8/29/2004

GESO Chair Mary Reynolds questions the media buzz, in light of Yale Provost Susan Hockfield's appointment to MIT's Presidency, about her tenure at Yale: Hockfield was often called on to be unflappable, as Yale dealt with a $30 million deficit and a union strike last year. Facing demands from frustrated graduate students, who unsuccessfully appealed to the university to recognize their union, Hockfield came through it without losing the students' respect, said Pasko Rakic, the neuroscience professor who recruited her to Yale. "If you give them bad news, they hate you," he said, "but she told them, and they didn't hate her." One graduate student, however, disputed the idea that Hockfield handled the issue smoothly.

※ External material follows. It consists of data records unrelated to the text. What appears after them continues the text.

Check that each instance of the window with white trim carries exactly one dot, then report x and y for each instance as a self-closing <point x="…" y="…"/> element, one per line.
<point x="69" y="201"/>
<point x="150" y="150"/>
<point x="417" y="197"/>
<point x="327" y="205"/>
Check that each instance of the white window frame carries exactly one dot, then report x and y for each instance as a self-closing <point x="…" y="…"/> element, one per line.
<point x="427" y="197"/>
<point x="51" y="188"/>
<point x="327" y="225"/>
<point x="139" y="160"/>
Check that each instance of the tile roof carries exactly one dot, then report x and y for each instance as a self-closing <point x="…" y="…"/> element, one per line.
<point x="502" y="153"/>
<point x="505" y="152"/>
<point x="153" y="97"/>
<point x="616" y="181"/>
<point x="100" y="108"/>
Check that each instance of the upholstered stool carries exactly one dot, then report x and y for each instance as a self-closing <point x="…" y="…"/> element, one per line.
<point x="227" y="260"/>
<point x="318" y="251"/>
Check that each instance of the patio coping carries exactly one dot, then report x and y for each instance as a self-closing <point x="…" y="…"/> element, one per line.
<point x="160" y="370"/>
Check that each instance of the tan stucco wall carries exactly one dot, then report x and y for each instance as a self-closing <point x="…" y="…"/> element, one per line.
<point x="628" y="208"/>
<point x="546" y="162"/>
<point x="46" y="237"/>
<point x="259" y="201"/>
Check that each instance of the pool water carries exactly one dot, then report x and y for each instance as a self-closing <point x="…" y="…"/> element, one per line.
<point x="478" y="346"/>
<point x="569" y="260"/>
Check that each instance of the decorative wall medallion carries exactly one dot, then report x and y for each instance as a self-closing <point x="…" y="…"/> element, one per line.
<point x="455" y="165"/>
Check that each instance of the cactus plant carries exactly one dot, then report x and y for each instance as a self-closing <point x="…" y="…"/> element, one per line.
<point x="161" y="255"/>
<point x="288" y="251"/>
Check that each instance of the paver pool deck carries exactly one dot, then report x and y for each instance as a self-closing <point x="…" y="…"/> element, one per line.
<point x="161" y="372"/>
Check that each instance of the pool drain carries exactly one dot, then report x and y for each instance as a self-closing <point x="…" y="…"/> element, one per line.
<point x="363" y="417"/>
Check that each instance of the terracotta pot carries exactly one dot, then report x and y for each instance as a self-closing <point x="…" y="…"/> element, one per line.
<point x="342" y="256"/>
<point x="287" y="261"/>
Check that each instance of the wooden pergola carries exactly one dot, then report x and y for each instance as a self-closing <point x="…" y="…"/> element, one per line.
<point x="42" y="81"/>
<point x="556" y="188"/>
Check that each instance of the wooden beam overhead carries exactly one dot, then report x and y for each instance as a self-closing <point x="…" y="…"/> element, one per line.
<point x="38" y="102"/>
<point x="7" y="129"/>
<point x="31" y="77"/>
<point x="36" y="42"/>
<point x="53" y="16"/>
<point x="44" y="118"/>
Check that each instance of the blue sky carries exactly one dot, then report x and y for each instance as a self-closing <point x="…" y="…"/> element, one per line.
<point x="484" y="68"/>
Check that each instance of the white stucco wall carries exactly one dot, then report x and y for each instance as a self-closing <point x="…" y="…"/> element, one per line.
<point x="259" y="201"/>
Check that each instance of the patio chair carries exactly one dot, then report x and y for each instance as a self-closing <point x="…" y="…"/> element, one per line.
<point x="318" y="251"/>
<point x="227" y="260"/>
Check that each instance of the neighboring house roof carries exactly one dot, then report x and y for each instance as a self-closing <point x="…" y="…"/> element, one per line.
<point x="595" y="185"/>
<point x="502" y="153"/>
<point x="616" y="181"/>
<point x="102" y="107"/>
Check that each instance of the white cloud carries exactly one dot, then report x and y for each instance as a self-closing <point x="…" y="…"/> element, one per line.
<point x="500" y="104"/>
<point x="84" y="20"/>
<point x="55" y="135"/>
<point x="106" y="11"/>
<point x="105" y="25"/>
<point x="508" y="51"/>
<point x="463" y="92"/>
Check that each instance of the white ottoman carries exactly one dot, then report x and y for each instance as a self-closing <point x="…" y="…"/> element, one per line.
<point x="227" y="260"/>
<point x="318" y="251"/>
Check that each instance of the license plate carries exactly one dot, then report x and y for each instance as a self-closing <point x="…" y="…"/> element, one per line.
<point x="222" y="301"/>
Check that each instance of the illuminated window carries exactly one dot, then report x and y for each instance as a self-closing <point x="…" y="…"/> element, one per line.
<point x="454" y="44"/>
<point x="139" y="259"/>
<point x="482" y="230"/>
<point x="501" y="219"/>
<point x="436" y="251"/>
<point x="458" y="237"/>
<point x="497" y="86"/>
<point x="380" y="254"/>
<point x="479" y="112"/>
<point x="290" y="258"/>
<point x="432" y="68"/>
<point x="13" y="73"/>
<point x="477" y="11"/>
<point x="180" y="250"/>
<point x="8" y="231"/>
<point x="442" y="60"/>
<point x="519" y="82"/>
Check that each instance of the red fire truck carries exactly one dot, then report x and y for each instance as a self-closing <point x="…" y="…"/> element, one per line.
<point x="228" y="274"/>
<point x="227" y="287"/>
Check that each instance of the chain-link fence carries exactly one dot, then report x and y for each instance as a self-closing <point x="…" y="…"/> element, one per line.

Mary Reynolds, a doctoral student in American studies and a leader of the graduate student union, said that Hockfield stifled dialogue between union members and administrators by denying multiple union requests for meetings. "I found that she shut down discussion and refused to speak to students in the union," Reynolds said. "She was not a consensus builder. The administration was opposed to the union, but that shouldn't stop her from speaking to graduate students." Reynolds also questioned Hockfield's commitment to family concerns, citing a meeting between members of her department and Hockfield in 2001, in which the graduate school dean was unresponsive to requests from student assistants for help with affordable day care.